Take a look at the picture to the left. If the large white square is the American English dataset of Google Books (155 billion words), then the small blue square is the Corpus of Historical American English (400 million words), at 1/400th the size. And then the tiny little white dot inside the blue square represents a 1,000,000 word corpus like the Brown corpus or the American part of ARCHER, at 1/400th the size of COCA. In other words, a 1,000,000 word corpus is about 1/160,000th the size of the Google Books corpus.

A small 1,000,000 corpus like Brown or ARCHER can be carefully, manually crafted to have just the right type of texts for each historical period. COHA is also balanced by genre, decade by decade. So that may give those corpora certain advantages over Google Books. (Nevertheless, there is an interesting question of how "representative" of the "whole" a corpus needs to be, when its size and scope ("scan all the books in this huge university library") essentially makes it "the whole" already.)

However, there is little doubt that the larger a corpus is, the less we are artificially restricted in terms of the phenomena that we can look at. With small corpora like Brown or ARCHER, even the best and the brightest researchers in the field of historical English are limited to looking just at high frequency syntactic constructions like modals, auxiliary verbs, and relative pronouns, and these have been the "bread and butter" of countless researchers during the past 15-20 years. With COHA, our horizons open up dramatically, and we can look at lexical change, morphological change, semantic change, and many types of syntactic change (such as verbal subcategorization), which would be utterly impossible with the small, one million word corpora.

With an incredibly large corpus like Google Books, it's not so much that there are lots of new kinds of phenomena that we can look at.
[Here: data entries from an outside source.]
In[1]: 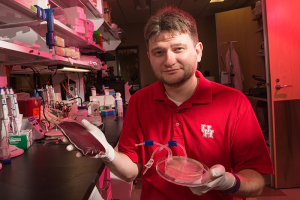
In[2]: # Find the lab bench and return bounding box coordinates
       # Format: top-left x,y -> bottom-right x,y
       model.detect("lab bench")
0,116 -> 123,200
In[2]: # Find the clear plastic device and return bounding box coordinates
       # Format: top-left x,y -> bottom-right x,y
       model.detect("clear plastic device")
136,140 -> 210,187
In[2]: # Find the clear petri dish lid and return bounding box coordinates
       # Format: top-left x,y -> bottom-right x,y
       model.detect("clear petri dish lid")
156,156 -> 210,187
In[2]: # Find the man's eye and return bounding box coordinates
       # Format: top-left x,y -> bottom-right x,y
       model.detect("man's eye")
175,47 -> 184,52
154,51 -> 163,56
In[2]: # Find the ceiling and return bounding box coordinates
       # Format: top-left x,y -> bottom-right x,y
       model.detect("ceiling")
106,0 -> 251,25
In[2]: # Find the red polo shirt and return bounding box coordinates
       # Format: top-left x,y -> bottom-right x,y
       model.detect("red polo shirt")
118,71 -> 273,200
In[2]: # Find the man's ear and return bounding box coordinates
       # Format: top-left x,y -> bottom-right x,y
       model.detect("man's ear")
196,42 -> 203,62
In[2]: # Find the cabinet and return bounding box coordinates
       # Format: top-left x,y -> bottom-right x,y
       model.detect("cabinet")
216,0 -> 300,188
0,0 -> 121,73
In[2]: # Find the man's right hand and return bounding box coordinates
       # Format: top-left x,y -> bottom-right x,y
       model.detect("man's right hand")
66,119 -> 115,162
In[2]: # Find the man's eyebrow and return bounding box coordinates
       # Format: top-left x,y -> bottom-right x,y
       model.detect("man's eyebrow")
151,46 -> 164,52
171,42 -> 186,47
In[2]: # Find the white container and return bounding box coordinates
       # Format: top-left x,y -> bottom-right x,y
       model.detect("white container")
68,104 -> 78,119
115,92 -> 123,117
91,87 -> 97,96
91,99 -> 100,116
76,106 -> 89,124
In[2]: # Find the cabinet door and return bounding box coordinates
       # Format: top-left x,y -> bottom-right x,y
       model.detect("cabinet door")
264,0 -> 300,188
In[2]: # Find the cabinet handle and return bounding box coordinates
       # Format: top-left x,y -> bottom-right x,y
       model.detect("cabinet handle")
275,85 -> 293,90
98,180 -> 111,191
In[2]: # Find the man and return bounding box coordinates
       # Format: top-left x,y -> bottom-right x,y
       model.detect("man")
69,7 -> 273,200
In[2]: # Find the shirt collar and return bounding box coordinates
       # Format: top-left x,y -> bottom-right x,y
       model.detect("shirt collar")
154,71 -> 212,103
Unlike the comparison between COHA and BROWN+ or ARCHER -- which is dramatic -- most of the phenomena that can be studied with Google Books can also be studied quite well with COHA. And often, COHA gives nearly as many types (unique forms) as Google Books (due in large part to the 40 token threshold for n-grams in Google Books). It's just that -- with 400 times the size of COHA -- we are able to "flesh out" the data for lower-frequency constructions.
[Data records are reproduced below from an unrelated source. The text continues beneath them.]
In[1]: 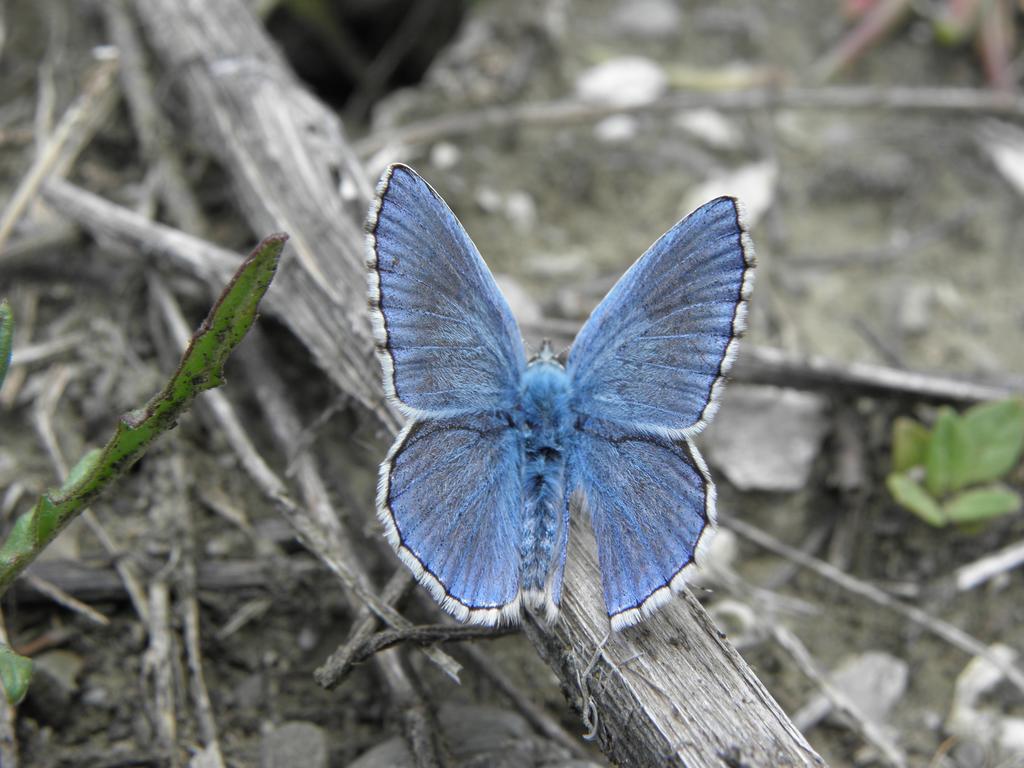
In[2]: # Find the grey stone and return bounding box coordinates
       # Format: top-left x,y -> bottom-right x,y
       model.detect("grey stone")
611,0 -> 682,40
260,720 -> 328,768
701,386 -> 828,490
793,651 -> 909,730
577,56 -> 669,106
To take one quick example (which could be multiplied many times over), there are 376 types (unique forms) in COHA for the construction "walked ADV-ly" (walked quickly, defiantly, etc). However, almost half of these types occur just one time. Do these adverbs really belong with walked? Are they typos? With just one token, it's hard to know. In the American English dataset of Google Books, there are 398 types, or just a bit more than in COHA. But because of the 40 token threshold for n-grams in Google Books, each of these occur at least 40 times, and we don't have to worry nearly so much about typos or whether the two words occurred together just once "by chance". That's the value of having a huge corpus like Google Books.